Common misconceptions this Topic addresses
T-4 is often taught, when it is taught at all, as a footnote disconnected from the Holocaust. The record shows otherwise.
- "Aktion T-4 was a separate program with no connection to the Holocaust killing centers." see the dedicated entry →
- "The Holocaust began in 1933 with the Nazi seizure of power." see the dedicated entry →
- "The Holocaust targeted only Jews." see the dedicated entry →
What the Nazis inherited
What the Nazis inherited.
The Nazis did not invent the idea behind T-4. They inherited it from a movement called eugenics, the belief that a society could improve its population by encouraging the "fit" to reproduce and stopping the "unfit" from doing so. That movement was built across Britain, the United States, and Germany in the late 1800s and early 1900s. Its main threads:
- Britain. Francis Galton (1822–1911), a cousin of Charles Darwin, coined the word "eugenics" in 1883 and founded the field. The British movement argued for selective reproduction and worked through academic societies and public-health campaigns.
- The United States. Charles Davenport (1866–1944) ran the Eugenics Record Office on Long Island, New York, from 1910 to 1939. The American movement produced forced-sterilization laws in more than thirty states (Indiana passed the first in 1907) and the Supreme Court's 1927 ruling in Buck v. Bell, which upheld forced sterilization, the case in which Justice Oliver Wendell Holmes wrote the notorious line, "Three generations of imbeciles are enough." Between 1907 and 1979, roughly 60,000 to 70,000 Americans were forcibly sterilized.
- Germany. The German version, called "racial hygiene" (Rassenhygiene), was built by Alfred Ploetz, Wilhelm Schallmayer, and Eugen Fischer. The Kaiser Wilhelm Institute for Anthropology, Human Heredity, and Eugenics opened in Berlin in 1927 under Fischer. This framework was already in place when the Nazis took power in 1933.
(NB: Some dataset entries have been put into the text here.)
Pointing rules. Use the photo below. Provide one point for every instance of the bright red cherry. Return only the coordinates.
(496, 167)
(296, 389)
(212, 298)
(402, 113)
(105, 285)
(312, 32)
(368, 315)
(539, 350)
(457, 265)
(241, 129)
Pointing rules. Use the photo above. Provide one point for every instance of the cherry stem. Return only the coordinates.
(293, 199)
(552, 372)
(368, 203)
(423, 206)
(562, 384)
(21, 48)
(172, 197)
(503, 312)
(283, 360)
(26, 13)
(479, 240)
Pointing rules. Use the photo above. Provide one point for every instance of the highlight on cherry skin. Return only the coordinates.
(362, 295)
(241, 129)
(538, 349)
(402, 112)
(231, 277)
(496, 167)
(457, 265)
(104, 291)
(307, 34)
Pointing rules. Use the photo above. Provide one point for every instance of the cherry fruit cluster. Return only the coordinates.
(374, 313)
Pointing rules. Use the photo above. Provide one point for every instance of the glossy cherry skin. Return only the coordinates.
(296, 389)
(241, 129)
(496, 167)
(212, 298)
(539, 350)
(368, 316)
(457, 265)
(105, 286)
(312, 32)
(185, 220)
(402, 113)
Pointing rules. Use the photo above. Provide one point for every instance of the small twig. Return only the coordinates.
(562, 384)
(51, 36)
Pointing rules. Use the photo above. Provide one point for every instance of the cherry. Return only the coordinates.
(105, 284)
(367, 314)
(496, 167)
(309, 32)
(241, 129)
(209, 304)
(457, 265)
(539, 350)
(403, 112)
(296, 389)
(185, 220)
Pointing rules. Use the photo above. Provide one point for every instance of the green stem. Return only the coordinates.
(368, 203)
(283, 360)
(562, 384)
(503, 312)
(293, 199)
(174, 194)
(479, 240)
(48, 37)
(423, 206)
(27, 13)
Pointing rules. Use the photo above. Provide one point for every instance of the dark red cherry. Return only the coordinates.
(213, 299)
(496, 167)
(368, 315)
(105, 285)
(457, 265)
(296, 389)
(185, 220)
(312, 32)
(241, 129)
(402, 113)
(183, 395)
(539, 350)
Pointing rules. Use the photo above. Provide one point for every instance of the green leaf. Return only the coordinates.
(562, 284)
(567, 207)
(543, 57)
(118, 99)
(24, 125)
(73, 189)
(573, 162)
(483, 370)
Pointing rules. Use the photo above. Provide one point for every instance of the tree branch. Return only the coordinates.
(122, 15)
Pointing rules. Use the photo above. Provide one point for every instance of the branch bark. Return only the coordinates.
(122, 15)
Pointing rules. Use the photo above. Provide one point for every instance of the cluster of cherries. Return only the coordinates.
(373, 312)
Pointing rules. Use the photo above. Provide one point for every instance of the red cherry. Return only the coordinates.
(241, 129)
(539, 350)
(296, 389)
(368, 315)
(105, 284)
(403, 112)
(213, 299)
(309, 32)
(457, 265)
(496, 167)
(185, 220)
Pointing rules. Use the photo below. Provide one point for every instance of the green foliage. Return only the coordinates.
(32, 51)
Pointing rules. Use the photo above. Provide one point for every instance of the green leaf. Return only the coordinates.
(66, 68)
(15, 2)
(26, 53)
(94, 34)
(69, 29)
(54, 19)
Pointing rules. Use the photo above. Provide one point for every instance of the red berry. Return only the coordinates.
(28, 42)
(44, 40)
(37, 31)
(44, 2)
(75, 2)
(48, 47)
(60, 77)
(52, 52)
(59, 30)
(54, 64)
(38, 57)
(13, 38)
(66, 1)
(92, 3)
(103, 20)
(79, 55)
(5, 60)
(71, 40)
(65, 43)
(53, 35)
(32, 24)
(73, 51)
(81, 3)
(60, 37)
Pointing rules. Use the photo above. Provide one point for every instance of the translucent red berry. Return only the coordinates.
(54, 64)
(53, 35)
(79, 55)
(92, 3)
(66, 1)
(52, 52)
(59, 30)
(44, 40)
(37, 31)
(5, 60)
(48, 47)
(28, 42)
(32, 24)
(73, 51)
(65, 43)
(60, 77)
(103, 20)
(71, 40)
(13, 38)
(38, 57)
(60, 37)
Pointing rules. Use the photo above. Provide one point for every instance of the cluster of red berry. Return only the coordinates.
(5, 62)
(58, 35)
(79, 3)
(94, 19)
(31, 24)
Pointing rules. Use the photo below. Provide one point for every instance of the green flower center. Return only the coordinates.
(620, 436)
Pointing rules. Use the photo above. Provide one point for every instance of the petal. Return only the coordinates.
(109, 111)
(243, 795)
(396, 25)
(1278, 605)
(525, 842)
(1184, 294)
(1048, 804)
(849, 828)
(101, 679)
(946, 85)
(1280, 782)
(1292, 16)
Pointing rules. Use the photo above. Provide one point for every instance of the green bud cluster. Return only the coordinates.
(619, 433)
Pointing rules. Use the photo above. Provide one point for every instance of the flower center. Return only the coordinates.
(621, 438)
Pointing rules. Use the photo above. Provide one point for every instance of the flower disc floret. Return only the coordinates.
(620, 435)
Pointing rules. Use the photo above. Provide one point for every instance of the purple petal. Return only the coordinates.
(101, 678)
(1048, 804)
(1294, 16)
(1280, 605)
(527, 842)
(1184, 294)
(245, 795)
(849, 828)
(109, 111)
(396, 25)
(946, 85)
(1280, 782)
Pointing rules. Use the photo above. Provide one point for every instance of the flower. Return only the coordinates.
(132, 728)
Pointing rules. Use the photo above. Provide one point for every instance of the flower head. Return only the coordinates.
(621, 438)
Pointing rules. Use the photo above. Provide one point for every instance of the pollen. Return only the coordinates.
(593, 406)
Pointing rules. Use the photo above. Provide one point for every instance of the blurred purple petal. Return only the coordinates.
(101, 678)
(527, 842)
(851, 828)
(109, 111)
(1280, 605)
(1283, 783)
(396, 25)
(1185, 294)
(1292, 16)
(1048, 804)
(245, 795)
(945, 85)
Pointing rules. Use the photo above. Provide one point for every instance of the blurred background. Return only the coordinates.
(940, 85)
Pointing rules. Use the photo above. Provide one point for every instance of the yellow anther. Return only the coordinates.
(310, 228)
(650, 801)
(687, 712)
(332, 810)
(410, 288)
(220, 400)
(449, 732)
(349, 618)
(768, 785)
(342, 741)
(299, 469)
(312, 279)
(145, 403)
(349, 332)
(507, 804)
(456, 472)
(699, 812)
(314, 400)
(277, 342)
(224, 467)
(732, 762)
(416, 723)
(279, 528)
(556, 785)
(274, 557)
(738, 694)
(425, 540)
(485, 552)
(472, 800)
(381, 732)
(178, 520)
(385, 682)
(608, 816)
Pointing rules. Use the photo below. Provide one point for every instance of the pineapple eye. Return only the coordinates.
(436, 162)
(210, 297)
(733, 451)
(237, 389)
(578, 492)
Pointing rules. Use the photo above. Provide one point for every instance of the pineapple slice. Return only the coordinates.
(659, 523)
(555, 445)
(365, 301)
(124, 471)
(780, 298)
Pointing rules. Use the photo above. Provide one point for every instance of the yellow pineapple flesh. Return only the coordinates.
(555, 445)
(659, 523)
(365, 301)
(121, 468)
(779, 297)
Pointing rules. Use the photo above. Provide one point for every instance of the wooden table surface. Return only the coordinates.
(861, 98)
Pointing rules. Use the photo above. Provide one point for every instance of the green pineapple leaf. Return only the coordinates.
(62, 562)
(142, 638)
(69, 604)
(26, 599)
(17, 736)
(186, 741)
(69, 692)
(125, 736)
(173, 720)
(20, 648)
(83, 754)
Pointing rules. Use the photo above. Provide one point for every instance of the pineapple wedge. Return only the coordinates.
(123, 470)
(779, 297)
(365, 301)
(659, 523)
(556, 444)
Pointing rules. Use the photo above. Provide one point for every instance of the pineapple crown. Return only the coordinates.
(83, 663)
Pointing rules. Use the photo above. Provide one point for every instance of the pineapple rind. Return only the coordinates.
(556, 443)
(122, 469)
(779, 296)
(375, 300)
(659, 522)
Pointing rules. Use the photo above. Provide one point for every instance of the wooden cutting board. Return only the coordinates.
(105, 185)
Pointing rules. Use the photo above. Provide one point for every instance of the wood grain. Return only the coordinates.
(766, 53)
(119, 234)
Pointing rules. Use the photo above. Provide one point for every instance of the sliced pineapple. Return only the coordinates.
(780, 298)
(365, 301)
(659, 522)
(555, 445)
So the Nazis came to power with an intellectual and policy apparatus ready to use. What the Nazi regime introduced was the systematic use of state power to transform these ideas into organized persecution, compulsory sterilization, and ultimately mass murder.
The first Nazi step
The first Nazi step.
The Law for the Prevention of Hereditarily Diseased Offspring, passed on July 14, 1933 (and covered in the 1933–1939 Topic), allowed the forced sterilization of people the state labeled as carrying "hereditary" conditions. The categories included so-called "feeblemindedness" (the largest group), schizophrenia, manic-depressive illness, hereditary epilepsy, Huntington's disease, hereditary blindness and deafness, severe physical deformity, and severe alcoholism.
To carry it out, Germany set up about 200 "Hereditary Health Courts" and about 26 appeals courts to rule on cases, with the procedures done in hospitals under medical supervision. About 400,000 Germans were forcibly sterilized between 1934 and 1945, roughly ten times the American rate over the same years.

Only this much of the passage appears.